I fear I bring the worst out in people. That is what I am finding out. If it exists in them, it will appear. At least I can spot the weak and cruel, no minds of their own. Maybe that’s my purpose. I’m god’s amulet. Just going about testing people. Just when god thinks these people are good, here I come to prove him wrong. So he says, there it is, I knew they didn’t change or I knew they were faking. Yes, that’s me. I could see that actually. Because it instantly comes out when I’m around. But being an amulet, I sure as hell don’t protect from evil things, more like invoke them. More like a curse which never effects me. But I can also bring out the good in people. It’s whatever they possess the most.

Sometimes the literature I read about these things could use each other. The ones that are passionate about what they think the truth is is always missing a piece like if they weren’t so biased, they could use another link .
That’s what I was forgetting. All my suffering, but suffering makes you forget.But after all that….

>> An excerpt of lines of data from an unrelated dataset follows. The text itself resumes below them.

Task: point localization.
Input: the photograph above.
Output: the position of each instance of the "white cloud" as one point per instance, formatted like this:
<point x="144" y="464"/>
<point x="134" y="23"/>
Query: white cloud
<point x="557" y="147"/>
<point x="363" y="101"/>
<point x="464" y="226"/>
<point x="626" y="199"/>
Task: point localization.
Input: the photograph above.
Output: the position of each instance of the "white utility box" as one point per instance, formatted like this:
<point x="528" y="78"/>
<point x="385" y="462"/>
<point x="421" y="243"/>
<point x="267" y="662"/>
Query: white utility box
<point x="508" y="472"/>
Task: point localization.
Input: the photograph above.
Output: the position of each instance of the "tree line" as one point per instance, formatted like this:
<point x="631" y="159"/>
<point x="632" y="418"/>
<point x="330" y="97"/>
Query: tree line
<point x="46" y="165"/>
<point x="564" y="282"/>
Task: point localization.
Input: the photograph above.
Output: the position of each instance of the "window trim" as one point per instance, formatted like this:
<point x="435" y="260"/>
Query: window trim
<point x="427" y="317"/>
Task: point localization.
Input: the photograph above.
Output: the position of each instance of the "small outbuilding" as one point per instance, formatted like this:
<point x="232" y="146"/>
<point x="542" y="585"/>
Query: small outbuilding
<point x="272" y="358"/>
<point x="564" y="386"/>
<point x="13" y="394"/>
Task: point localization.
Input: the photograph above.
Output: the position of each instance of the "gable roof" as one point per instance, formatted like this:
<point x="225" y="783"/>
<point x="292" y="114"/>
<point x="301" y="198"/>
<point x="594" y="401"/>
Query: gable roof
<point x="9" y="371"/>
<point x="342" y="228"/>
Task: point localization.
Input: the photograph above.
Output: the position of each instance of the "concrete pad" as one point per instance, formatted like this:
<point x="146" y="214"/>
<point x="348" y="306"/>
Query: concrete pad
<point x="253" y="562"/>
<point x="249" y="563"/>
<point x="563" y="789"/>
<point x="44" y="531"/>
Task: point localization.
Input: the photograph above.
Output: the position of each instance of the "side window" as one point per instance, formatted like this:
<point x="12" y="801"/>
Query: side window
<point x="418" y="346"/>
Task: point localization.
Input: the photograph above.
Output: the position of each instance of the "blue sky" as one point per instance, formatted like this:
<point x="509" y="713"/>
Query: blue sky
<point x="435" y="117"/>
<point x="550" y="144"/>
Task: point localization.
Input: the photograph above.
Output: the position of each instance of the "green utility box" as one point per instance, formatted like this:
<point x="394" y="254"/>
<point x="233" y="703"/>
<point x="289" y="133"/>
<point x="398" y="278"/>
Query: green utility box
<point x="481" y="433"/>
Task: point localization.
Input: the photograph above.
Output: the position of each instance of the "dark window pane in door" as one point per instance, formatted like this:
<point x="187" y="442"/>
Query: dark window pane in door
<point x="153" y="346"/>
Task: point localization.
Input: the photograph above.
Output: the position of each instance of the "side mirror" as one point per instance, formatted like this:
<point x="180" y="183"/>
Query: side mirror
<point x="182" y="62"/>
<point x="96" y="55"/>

You will remember everything.

(Copyright Kerrious 2014 with all rights reserved). written in 2012 before it was forgotten.

I’ve Learned; Remember

If I remember everything

can I leave this prison?

Now I’m ready

all I wanted

was a house in the country

where I couldn’t hear

anyone’s thoughts

but my own.

All I wanted

was to share my words

it’s now or never

and I’m getting ready.

I claim to love Earth

but not lately

I can’t stand what I’m seeing

what I’m hearing

and believing.

When will the false words stop

when will I be separated

from this place

you destroyed my home

murdered me

then stole all my belongings

but not this time

this time I’m ready

ready to take back

what is mine.

 

(copyright Kerrious 2015 with all rights reserved).

I’ve Learned; The Actor

Sometimes people’s inside worlds are much greater than their external worlds. They are misunderstood. Not in a crazy way, because there is a difference, but in a way in which we love too much and can’t find it in the external world to match our insides. Our fuel is passion in which it can never be fulfilled in the external in which they dwell. So they try to find it in the external world and lie to themselves to believe they are taking care of their inner worlds when their unspoken attributes are disguised by external flaws. The system’s flawed; judgements absorbed from others. All we can hope for is others to be around long enough for us to express all that’s inside so that the external may understand our internal. To break free from the system. Remember that we are artists with enough to give.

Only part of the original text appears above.